Тем временем Витька метался по кустам, с громким шумом и треском ломая ветки.
– Поймал, поймал! – заорал радостно солдат.
– Витька, на кой хрен нам крыса, шашлык из нее делать будешь? – поинтересовался Марасканов.
– Это не крыса, а ежик, товарищ старший лейтенант.
– Какой еще ежик? Я что, ежей никогда не видал? Нос у зверя длинный, как у дятла, урод какой-то, – удивился я.
– Это, товарищ лейтенант, пустынный ежик. Я таких зверьков у нас в Самарканде видел.
С этими словами солдат протянул мне панаму, в которой лежал колючий комок сантиметров двадцать в диаметре.
– Гляди-ка, какой большой! – восхитился я. – А ну, Витек, давай его выпустим в коробку из-под сухих пайков.
Ежик полежал минут пять, осмелел и потихоньку начал разворачиваться из клубка, затем встал на ножки, которые оказались довольно длинными. Чудной! Большие уши, длинный нос, тонкий хвост, как у крысы. Вот так еж! Ну и ну, пародия! Как в анекдоте про верблюда: "Это кто так лошадь излупил?"
– Свекольников, зачем он тебе, выпусти! – простонал, потирая распухшую ногу, взводный.
– Пусть в казарме крыс и мышей ловит. Хор-ро-ший! Е-е-ежик! – произнес восторженно солдат, протягивая зверьку кусочек сахара, но тот сразу свернулся и угрожающе зашипел.
– Ты к нему со всей душой, а он пока не понимает. Дикий, неукрощенный.

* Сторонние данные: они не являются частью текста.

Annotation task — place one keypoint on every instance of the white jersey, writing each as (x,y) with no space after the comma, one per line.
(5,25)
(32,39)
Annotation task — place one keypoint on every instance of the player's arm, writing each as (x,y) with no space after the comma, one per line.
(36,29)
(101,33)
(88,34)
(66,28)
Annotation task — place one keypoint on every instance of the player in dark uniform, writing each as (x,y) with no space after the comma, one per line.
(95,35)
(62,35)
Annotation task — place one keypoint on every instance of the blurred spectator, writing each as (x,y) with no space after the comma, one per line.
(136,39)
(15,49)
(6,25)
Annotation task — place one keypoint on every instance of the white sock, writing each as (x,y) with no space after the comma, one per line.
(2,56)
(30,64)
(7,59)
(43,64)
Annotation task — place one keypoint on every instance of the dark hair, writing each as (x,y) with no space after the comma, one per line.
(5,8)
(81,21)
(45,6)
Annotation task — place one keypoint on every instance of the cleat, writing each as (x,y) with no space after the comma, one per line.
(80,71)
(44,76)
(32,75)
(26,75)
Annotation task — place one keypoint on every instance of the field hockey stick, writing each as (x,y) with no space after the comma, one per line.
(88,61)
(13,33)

Клоун у нас в роте есть, теперь еще дрессировщик ежей будет. Цирк "Шапито", – подвел итог Игорь и добавил – Всем спать! Кто не на постах, конечно!
* * *
Ночью зверек бегал по коробке и пытался найти выход. Чавкал, пережевывая кусочки мяса и каши, сопел, тяжело и грустно вздыхал.

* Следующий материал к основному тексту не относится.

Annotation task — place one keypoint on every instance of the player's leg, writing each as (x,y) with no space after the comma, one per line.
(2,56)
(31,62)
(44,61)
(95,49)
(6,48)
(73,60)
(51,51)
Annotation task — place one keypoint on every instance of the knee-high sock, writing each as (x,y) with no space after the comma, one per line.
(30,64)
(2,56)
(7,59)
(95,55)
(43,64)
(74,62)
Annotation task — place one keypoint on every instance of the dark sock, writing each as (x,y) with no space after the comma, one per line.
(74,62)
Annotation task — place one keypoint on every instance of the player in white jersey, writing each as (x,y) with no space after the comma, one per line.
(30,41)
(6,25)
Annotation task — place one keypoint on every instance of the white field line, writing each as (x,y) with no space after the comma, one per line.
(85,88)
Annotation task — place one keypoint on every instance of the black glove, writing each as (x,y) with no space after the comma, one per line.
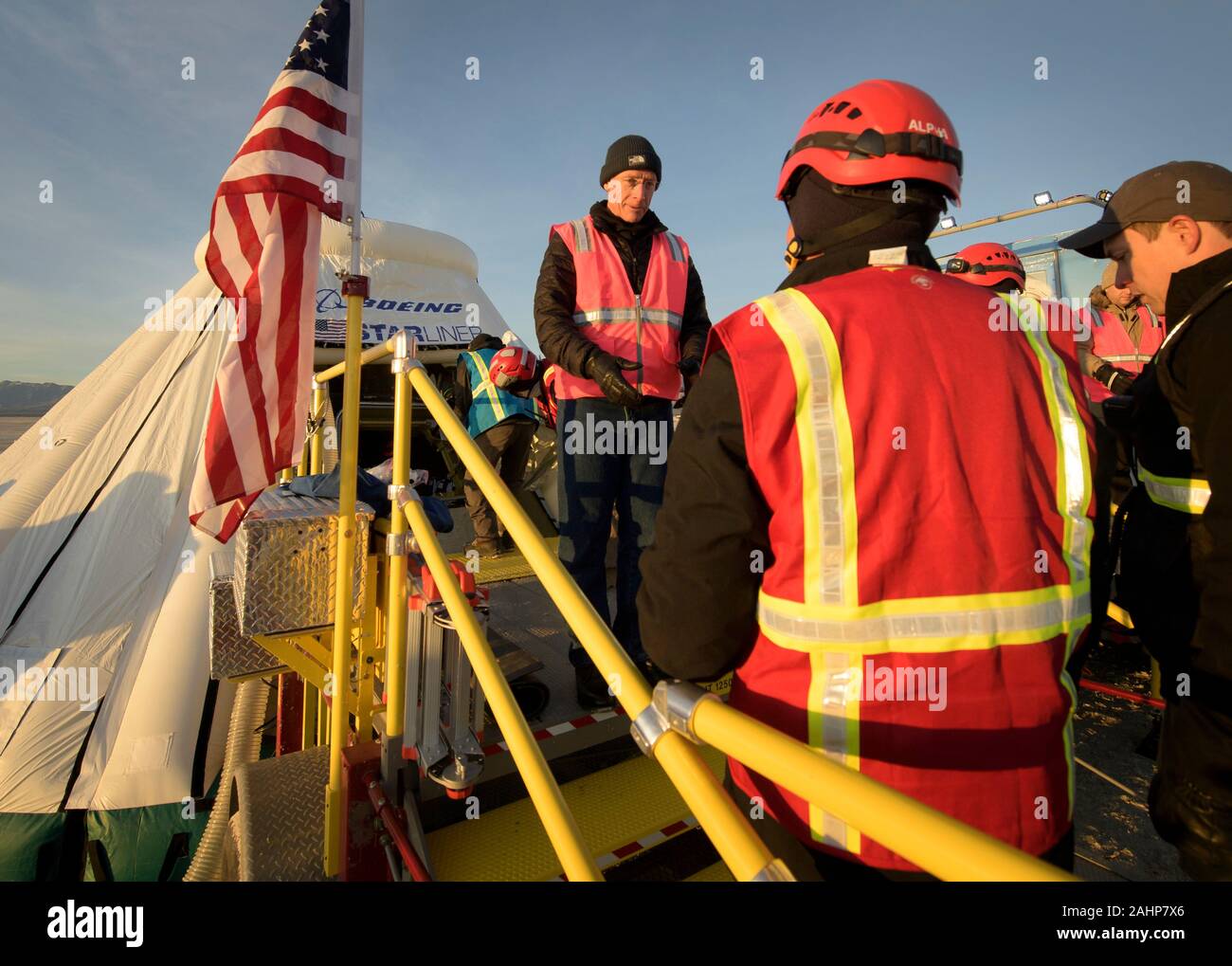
(605,370)
(689,369)
(1116,379)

Игорь тем временем мучился от сильной боли в ноге.
Утром Грымов приехал для осмотра наших позиций в сопровождении саперов. С ним был Томилин, который наложил Игорю тугую повязку. Сержант глубоко вздохнул, укладывая свою сумку после оказания помощи.
– Уеду до дому, кто вас лечить буде? Пропадете зовсим.
– Степа, свято место пусто не бывает, найдем еще лучше, не бурчащего и не философствующего, – улыбнулся я. – Еще попросишься обратно.
Ребята-минеры ушли за канал, поколдовали часа два и, избавившись от "сюрпризов", вернулись обратно.
– Что там, "духов" не видно? Оставили "подарки" врагам? – спросил Марасканов.
– Ага, заминировали выходы из кяризов. Им неприятно, а вам будет спокойнее, – ответил сапер, лейтенант Васин.
Эдуард попил чайку, почти не разговаривая с нами, и вернулся в машину. И вновь взвод дремлет в тишине и одиночестве.